Spielcontainer als provisorische Lösung?

Doch obwohl die Bezirksvertreter die Stadt Dortmund in der Pflicht sehen: Verhindern wollen sie die neuen Spielgeräte nicht. Stattdessen hat Bezirksbürgermeister Oliver Stens eine alternative Idee, die zumindest teilweise die Fragen beantworten könnte.

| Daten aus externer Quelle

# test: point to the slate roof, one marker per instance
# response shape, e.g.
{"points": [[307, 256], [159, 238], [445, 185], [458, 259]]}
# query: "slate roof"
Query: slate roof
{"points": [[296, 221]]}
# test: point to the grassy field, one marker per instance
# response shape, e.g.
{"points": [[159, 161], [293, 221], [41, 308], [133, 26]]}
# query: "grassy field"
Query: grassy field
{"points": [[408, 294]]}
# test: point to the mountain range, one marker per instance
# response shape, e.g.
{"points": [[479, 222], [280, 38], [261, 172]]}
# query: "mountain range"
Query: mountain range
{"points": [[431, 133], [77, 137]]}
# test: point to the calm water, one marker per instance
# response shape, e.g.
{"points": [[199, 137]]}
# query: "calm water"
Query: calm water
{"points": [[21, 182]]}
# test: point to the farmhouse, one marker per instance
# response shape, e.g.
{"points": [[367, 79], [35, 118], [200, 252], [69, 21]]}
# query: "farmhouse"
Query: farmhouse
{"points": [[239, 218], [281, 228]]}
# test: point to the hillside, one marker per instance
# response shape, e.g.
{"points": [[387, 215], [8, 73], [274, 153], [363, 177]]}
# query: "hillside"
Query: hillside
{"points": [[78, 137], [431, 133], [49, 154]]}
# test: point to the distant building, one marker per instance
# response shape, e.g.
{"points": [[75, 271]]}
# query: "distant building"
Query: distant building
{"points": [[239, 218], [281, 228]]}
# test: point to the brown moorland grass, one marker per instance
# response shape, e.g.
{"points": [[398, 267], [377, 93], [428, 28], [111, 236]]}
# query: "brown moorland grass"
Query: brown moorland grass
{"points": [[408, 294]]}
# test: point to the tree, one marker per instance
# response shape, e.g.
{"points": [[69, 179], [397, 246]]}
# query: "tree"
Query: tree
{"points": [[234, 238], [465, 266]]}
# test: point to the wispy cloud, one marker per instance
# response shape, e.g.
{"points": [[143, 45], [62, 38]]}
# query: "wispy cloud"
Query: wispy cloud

So könne man möglicherweise mobile Spielcontainer installieren, die nachher flexibel eingesetzt werden können. Bei den anderen Bezirksvertretern stieß dieser Vorschlag auf breite Zustimmung. Lediglich die Prüfung, ob die Geräte für Schüler mit Förderbedarf geeignet sind, müsste in diesem Fall durchgezogen werden.

Entscheidung wird vertagt

Eine endgültige Entscheidung fällten die Bezirksvertreter in ihrer abgelaufenen Sitzung nicht. Stattdessen wolle man sich nun mit den Fraktionsvorsitzenden und der Schulleitung der Max-Wittmann-Schule zusammensetzen.

Dort wird geklärt, ob und in wie weit die Container eine Option sein können. In der nächsten Sitzung im November soll dann über eine Lösung beraten werden, die optimal ist für die Kinder, aber auch die Stadt in die Pflicht nimmt.